Tembeldi, zamanımızın bu kralı en az ataları kadar tembel ve tasasızdı;
saraydaki törenlere kasideler yazan yaşlı şairi emekliye ayırmaya ve ona
ömür boyu iyi bir aylık bağlamak için imza atmaya da hiç niyetli değildi.
Şairin kendisi de ısrarla ayrılmak istemiyordu.
Kraliyet ailesinde bir doğum veya ölüm olduğunda, yabancı bir elçi
geldiğinde veya komşu devletle bir antlaşma imzalandığında, alışılmış her
törenden sonra saray, taht salonuna toplanır ve asık yüzlü, daima bir
şeylerden hoşnut olmayan şair şiirlerine başlardı. Köhne sözcükler ve modası
geçmiş ifadeler tuhaf bir biçimde yankılanırdı. İngiliz tarzında kusursuzca
taranmış saçların ve görkemle parıldayan kellerin ortasındaki pudralı, çok
eski model peruğu da acınasıydı. Okumadan sonraki alkışlarda görgü
kurallarına uyulur, yalnızca eldivenli parmakların uçlarıyla el çırpmalarına
karşın, yine de şiire karşılık olarak yeterli sayılan bir gürültü kopardı.
Şair eğilerek selam verirdi.

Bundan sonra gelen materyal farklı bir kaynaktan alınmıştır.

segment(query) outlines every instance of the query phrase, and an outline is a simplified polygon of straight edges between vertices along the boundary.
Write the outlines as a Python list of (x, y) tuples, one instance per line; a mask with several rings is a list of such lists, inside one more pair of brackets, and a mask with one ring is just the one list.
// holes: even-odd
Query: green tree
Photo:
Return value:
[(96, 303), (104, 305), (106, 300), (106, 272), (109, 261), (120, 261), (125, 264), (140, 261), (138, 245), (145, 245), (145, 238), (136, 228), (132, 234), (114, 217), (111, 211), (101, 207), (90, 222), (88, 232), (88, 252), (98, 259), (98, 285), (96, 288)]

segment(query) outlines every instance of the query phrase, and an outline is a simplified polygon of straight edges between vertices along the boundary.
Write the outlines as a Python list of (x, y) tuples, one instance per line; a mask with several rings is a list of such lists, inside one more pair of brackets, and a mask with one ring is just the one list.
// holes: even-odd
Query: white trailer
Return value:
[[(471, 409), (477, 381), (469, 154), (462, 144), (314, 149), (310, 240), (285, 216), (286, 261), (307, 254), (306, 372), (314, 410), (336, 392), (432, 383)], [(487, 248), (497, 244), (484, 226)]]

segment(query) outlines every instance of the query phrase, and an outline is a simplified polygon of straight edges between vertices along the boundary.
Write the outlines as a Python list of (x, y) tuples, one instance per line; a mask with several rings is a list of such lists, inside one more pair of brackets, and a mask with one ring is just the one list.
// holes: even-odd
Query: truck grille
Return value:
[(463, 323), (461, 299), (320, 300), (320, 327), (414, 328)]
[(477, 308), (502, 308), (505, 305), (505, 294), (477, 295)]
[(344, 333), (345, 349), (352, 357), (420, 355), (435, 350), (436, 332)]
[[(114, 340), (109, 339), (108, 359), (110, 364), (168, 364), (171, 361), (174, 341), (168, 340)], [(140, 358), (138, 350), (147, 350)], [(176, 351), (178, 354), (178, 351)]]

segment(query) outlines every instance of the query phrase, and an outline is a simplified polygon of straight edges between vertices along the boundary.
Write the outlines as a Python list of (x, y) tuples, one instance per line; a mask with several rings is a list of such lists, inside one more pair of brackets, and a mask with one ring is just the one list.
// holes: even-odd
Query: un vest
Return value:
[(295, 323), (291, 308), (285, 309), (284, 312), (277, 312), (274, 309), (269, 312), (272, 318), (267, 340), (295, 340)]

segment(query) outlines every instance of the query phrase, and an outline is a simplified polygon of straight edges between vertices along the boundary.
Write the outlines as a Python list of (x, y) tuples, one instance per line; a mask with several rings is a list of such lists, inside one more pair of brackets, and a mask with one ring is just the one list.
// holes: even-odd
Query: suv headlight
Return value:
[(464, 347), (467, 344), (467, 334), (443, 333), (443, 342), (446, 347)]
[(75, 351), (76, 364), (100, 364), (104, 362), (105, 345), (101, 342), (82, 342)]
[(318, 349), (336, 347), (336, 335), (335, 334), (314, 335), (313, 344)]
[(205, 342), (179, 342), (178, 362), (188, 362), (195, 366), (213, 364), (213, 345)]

Kralın elinden değerli bir taşı olan her
zamanki gibi bir yüzük veya altın bir tütün tabakası alırken bile yüzü asık
ve gözleri tasalı olurdu.
Sonra, tören yemeği başladığında peruğunu çıkartır ve yaşlı üst düzey
yönetici bürokratlar arasına oturarak diğerleri gibi demir yollarındaki
ayrıcalıklı şirketler, dışişleri bakanlığındaki son yolsuzluk hakkında
konuşur ve tuz vergisi tasarısıyla yakından ilgilenirdi.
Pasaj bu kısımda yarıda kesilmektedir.